Une typologie vaste de manuels didactiques
L’on se doit de mentionner d’autres manuels de peinture afin de montrer l’importance prise par ce type de documents et également la diversité de ces manuels, d’intérêt parfois inégal. Ainsi, parmi ces nombreux recueils, l’on peut distinguer le « Jiya huapu »[集雅画谱], « Shiyü huapu »诗余画谱[ ], « Huasou » [画薮 ], « Xuehu meipu » [雪湖梅谱], Chengshi zhupu [ 程氏竹谱], Chengshi mofan [程氏墨范], Baiyong tupu [ 白咏图谱], Baimei tupu [ 百美图谱], Suoyuan shipu [索园石谱 ],.. Ces volumes, à contenu didactique, se rapprochent parfois d’autres ouvrages encyclopédiques plus larges, couvrant davantage de domaines, tels le Corpus des antiquités en planches, « Bogutulu » [ 博古图录] (ill.1), sorte de sommaire illustré relatif aux pièces antiques, en particulier jades et bronzes, des notices précises accompagnent chaque planche xylographique, « Renjing yangqiu » [人镜阳秋], « Tiangongkaiwu » « Wujingzongyao [武经总要 ], Yangzhang tujie » [ 养正图解], « Guifan tushuo [闺范图说 ], Zhuangyuan tushuo [ 状元图考]. Quelques ouvrages, devenus, comme tous ceux cités, très rares en édition originale, ont fait l’objet de retirages successifs.
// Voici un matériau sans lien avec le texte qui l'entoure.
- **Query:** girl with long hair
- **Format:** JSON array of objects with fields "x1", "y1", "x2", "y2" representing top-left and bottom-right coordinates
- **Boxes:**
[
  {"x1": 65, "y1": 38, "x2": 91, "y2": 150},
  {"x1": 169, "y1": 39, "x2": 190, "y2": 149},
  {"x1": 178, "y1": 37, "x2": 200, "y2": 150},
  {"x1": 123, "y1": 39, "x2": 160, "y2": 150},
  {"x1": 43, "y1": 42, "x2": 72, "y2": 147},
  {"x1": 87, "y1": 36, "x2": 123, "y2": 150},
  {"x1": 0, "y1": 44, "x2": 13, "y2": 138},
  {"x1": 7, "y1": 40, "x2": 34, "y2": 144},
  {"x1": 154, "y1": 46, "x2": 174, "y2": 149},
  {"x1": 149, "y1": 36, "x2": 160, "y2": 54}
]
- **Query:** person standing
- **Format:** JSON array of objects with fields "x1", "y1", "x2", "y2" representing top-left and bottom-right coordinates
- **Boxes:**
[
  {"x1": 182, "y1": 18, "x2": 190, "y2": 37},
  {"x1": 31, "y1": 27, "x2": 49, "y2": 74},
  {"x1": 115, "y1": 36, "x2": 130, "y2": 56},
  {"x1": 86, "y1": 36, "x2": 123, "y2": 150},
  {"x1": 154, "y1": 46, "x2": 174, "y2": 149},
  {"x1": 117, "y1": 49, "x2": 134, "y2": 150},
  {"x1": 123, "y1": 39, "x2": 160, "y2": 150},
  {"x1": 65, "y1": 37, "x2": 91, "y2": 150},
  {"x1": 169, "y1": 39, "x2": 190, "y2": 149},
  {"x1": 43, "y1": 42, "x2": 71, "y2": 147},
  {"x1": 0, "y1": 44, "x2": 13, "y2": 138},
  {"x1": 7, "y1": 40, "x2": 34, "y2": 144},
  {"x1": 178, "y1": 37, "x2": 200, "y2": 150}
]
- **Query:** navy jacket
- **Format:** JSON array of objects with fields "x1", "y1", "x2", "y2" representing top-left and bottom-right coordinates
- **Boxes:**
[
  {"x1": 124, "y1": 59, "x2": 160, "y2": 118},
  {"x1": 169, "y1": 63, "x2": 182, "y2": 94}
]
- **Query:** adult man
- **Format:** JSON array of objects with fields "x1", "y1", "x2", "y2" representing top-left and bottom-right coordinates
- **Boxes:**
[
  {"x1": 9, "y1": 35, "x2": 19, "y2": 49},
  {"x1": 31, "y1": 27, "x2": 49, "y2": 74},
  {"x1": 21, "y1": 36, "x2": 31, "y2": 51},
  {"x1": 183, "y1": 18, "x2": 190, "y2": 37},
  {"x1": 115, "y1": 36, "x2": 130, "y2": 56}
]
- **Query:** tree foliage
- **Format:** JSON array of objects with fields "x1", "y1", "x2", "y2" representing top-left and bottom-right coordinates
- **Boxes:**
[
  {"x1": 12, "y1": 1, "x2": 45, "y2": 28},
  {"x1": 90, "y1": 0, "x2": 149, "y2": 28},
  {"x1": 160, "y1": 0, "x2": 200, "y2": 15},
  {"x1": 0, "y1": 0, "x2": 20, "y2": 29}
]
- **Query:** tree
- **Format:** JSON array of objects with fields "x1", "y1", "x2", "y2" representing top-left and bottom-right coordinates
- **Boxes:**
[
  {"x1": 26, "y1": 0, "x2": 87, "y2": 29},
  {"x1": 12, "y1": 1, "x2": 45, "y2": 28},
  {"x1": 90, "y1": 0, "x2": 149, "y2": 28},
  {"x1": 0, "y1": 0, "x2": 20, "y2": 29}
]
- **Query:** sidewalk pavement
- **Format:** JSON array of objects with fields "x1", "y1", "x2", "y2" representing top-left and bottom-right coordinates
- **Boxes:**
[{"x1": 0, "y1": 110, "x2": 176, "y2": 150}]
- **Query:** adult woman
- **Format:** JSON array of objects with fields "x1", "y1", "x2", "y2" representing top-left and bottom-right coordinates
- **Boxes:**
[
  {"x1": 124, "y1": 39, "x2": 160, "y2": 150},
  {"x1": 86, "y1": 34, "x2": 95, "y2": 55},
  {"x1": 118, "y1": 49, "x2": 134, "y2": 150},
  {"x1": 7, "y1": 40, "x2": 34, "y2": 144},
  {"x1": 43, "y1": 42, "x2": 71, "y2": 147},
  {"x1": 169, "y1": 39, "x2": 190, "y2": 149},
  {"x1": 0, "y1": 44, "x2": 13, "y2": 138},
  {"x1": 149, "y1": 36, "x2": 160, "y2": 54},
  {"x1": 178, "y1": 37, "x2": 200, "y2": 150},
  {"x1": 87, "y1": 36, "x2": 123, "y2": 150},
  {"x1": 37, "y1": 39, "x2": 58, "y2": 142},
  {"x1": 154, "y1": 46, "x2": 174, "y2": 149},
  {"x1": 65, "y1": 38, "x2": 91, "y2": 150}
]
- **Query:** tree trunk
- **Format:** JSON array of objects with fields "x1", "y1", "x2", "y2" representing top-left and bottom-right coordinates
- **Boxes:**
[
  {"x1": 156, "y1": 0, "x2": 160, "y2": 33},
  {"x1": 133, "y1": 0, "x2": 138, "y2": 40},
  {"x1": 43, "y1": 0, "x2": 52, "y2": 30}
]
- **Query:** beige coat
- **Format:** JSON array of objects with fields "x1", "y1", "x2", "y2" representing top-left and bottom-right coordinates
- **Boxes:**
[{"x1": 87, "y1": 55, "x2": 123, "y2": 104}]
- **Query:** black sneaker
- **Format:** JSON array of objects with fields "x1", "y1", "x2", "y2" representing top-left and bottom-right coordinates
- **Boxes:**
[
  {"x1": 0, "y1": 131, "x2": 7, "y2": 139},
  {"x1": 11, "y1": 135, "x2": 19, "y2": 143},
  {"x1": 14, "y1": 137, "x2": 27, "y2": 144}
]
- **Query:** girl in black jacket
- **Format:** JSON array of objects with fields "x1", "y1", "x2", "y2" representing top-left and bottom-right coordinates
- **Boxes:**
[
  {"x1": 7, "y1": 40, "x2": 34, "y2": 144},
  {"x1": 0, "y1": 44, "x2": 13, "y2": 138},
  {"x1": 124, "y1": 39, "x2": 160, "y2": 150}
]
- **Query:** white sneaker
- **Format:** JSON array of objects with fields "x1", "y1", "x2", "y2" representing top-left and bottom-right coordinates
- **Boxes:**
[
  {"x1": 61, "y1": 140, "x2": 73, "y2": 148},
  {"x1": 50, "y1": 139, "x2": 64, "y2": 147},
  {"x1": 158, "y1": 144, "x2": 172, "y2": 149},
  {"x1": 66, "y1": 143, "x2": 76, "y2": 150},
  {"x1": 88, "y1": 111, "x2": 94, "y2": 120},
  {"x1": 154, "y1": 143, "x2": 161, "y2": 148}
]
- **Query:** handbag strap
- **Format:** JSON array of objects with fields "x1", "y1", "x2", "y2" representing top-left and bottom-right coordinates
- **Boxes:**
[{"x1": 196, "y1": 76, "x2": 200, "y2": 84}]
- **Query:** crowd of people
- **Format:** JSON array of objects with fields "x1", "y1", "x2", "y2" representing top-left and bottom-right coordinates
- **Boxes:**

Certains de ces ouvrages sont considérés comme particulièrement représentatifs du savoir et des centres d’intérêt des clercs.
Ci-dessus, (ill.2) le Manuel de peintures anciennes et modernes [古今画谱]
Ci-dessous, (ill.3) le Manuel d’éventails célèbres [名公扇谱] dû au Qinghuizhai [清绘斋]
La famille Huang ainsi que le Jiyazhai [集雅斋], dont le responsable est Huang Fengchi [黄凤池] ont aussi produit, outre le « Shiyu huapu » [诗余画谱], les Quatre manuels du chrysanthème, de l’orchidée, du bambou et du prunier, [梅竹兰菊四谱], un Manuel des oiseaux, fleurs et végétaux [木本花鸟谱], un Manuel de poésie des fleurs et simples [草本花诗谱], le Manuel de peintures anciennes et modernes [古今画谱] (ill.2), le Manuel d’éventails célèbres [名公扇谱] (ill.3) dû au Qinghuizhai [清绘斋]. Il en existe une forme collective, le Manuel de la famille Huang en Huit catégories [黄氏画谱八种].
Le Tiangong kaiwu [天工开物 ] (ill.4) est une encyclopédie de l’artisanat et des techniques que l’on peut à la fois ranger dans les manuels à peinture par l’excellence des illustrations xylographiques qui accompagnent le texte autant qu’elle devrait être contenue dans le vaste rubrique des livres scientifiques édités au fil des dynasties.
Ci-dessus, (ill.4) Le Tiangong kaiwu [天工开物 ], une encyclopédie de l’artisanat et des techniques.
L’ouvrage est rédigé vers la fin de la dynastie des Ming par un lettré, Song Yingxing [宋应星][1]. Il va travailler à cette encyclopédie qu’il rédige de 1634 à 1639, l’ensemble est partagé en 3 livres comprenant un total de 18 rubriques. Chacune passe en revue aussi bien techniques agricoles que tissage, fabrication de la porcelaine, des instruments en métal, des tuiles en terre cuite et également du papier…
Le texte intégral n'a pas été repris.